Russian religious leader (born 1946)

John Bereslavsky (Russian: Иоанн Береславский, romanized: Ioann Bereslavskij), born Veniamin Yakovlevich Bereslavsky (Russian: Вениамин Яковлевич Береславский), is a Russian founder of new spirituality movements, described by his followers as a prophet. He is also known as Juan de San Grial and John Bogomil.

== Early life ==
Bereslavsky was born in Moscow in 1946. He graduated from the Ippolitov-Ivanov Academy in 1966, and earned a Foreign Languages degree from Maurice Thorez Foreign Language Institute in 1970. He began to investigate Eastern Orthodox Christianity in the mid-1970s, being baptised into the Russian Orthodox Church in 1980, in spite of the anti-religious policy of the Soviet state. Having considered becoming a Russian Orthodox Church priest, Bereslavsky says that he abandoned this career path when it became clear that he would be required to inform on congregation members to the secret police.

Bereslavsky claims to have received a revelation from the Mother of God in November 1984. In October 1985, Bereslavsky was ordained to the priesthood of the True Orthodox Church and adopted the name John, after either John the Baptist or John the Divine.

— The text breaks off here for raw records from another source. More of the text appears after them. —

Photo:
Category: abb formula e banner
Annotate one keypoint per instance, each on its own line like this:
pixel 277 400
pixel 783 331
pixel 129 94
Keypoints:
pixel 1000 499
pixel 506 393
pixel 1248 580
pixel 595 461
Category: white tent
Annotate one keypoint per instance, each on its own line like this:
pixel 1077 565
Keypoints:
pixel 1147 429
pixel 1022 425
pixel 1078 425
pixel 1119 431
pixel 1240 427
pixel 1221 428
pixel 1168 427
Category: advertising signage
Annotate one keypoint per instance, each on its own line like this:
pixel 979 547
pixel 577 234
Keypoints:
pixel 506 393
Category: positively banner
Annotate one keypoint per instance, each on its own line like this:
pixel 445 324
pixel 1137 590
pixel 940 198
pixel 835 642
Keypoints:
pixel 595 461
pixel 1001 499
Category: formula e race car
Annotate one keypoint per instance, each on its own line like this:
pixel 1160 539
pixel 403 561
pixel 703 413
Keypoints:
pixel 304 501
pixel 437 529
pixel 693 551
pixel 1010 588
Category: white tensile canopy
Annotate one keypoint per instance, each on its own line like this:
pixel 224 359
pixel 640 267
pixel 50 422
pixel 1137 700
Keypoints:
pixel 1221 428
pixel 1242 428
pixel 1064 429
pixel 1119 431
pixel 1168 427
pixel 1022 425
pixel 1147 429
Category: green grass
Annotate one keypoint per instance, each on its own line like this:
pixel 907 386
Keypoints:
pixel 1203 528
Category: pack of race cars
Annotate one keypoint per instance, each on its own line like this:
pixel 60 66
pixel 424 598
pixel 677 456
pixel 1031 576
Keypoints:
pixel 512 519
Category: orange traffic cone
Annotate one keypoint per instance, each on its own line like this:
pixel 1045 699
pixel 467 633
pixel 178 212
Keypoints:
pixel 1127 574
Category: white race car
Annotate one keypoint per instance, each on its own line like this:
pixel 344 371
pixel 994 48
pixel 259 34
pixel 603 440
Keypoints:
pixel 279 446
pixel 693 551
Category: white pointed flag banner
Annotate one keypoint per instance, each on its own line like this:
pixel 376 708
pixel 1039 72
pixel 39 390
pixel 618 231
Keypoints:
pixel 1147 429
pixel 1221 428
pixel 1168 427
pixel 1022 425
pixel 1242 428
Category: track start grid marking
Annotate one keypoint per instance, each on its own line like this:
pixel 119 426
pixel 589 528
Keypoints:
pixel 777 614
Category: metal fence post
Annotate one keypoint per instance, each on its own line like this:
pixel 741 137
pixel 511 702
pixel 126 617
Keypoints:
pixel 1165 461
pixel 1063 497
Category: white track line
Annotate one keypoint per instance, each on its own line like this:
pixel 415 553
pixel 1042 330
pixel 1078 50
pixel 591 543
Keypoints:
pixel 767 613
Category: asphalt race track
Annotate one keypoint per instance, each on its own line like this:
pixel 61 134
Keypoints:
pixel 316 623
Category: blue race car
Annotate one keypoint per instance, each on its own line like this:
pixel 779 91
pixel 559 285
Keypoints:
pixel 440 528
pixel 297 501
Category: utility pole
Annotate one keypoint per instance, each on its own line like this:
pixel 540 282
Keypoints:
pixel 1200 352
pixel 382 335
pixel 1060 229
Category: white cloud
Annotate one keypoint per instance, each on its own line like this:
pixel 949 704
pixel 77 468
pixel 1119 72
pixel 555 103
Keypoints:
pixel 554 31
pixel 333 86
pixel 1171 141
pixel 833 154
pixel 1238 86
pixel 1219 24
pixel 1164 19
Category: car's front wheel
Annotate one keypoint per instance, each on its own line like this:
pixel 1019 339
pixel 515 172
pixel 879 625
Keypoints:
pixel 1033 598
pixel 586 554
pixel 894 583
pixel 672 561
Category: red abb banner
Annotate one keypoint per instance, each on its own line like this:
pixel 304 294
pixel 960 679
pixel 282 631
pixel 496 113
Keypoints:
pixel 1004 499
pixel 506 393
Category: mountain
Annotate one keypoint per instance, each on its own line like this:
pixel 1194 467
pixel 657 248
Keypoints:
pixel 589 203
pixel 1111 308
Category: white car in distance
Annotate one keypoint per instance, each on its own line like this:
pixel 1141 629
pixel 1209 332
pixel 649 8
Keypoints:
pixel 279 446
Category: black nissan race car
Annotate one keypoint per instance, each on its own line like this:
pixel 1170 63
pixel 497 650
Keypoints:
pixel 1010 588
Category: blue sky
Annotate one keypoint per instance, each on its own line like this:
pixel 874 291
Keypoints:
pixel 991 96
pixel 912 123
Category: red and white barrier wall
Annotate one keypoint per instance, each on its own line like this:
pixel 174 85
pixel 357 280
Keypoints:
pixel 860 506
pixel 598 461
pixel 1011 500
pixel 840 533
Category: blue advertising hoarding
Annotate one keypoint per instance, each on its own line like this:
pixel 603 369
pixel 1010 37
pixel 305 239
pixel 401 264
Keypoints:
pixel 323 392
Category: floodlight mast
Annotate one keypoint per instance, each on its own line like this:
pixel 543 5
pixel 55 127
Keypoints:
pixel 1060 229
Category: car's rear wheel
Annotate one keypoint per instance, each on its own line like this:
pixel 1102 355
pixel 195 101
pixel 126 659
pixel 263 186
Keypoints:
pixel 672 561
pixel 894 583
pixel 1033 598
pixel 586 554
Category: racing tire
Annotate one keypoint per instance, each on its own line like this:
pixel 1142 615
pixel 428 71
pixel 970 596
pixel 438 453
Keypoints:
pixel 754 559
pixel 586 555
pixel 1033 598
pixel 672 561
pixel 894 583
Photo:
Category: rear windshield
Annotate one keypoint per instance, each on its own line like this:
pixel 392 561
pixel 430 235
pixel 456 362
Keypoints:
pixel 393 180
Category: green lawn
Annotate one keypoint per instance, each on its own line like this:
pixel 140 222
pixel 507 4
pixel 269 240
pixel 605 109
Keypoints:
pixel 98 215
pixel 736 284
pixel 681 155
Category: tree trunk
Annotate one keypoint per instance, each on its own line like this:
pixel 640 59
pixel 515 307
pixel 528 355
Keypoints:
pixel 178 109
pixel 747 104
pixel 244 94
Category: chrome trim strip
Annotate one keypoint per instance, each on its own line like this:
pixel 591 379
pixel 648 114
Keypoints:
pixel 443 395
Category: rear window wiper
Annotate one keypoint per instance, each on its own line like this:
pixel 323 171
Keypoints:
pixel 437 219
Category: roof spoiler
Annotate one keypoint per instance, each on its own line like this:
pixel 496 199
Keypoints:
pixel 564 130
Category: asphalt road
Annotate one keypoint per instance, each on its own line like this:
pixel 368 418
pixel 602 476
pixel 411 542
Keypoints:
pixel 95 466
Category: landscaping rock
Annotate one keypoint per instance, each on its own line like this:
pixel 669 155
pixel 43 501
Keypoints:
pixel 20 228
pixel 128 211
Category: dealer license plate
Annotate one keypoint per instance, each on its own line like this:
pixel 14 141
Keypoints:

== Orthodox Church of the Sovereign Mother of God ==
In response to the greater religious freedom brought about by perestroika, Bereslavsky founded an organisation in Moscow called the Bogorodichnij Centr (Centre of the Mother of God), firstly as a trade union in 1989, then as a philanthropic, educational and publishing organisation in April 1991. In 1997, Bereslavsky’s church officially took the name ‘‘The Orthodox Church of the Sovereign Mother of God’’ (OCSMG), identifying itself with the famous ‘‘Sovereign’’ icon miraculously discovered on the very day of Nicholas II’s abdication. He is known as Archbishop Ioann in the religious movement. Bereslavsky wrote dozens of books.

There are authors who have a negative view of the new religious movement. Ekaterina Elbakyan, who has a doctorate in Philosophy and is a specialist in the field of religious studies, does not.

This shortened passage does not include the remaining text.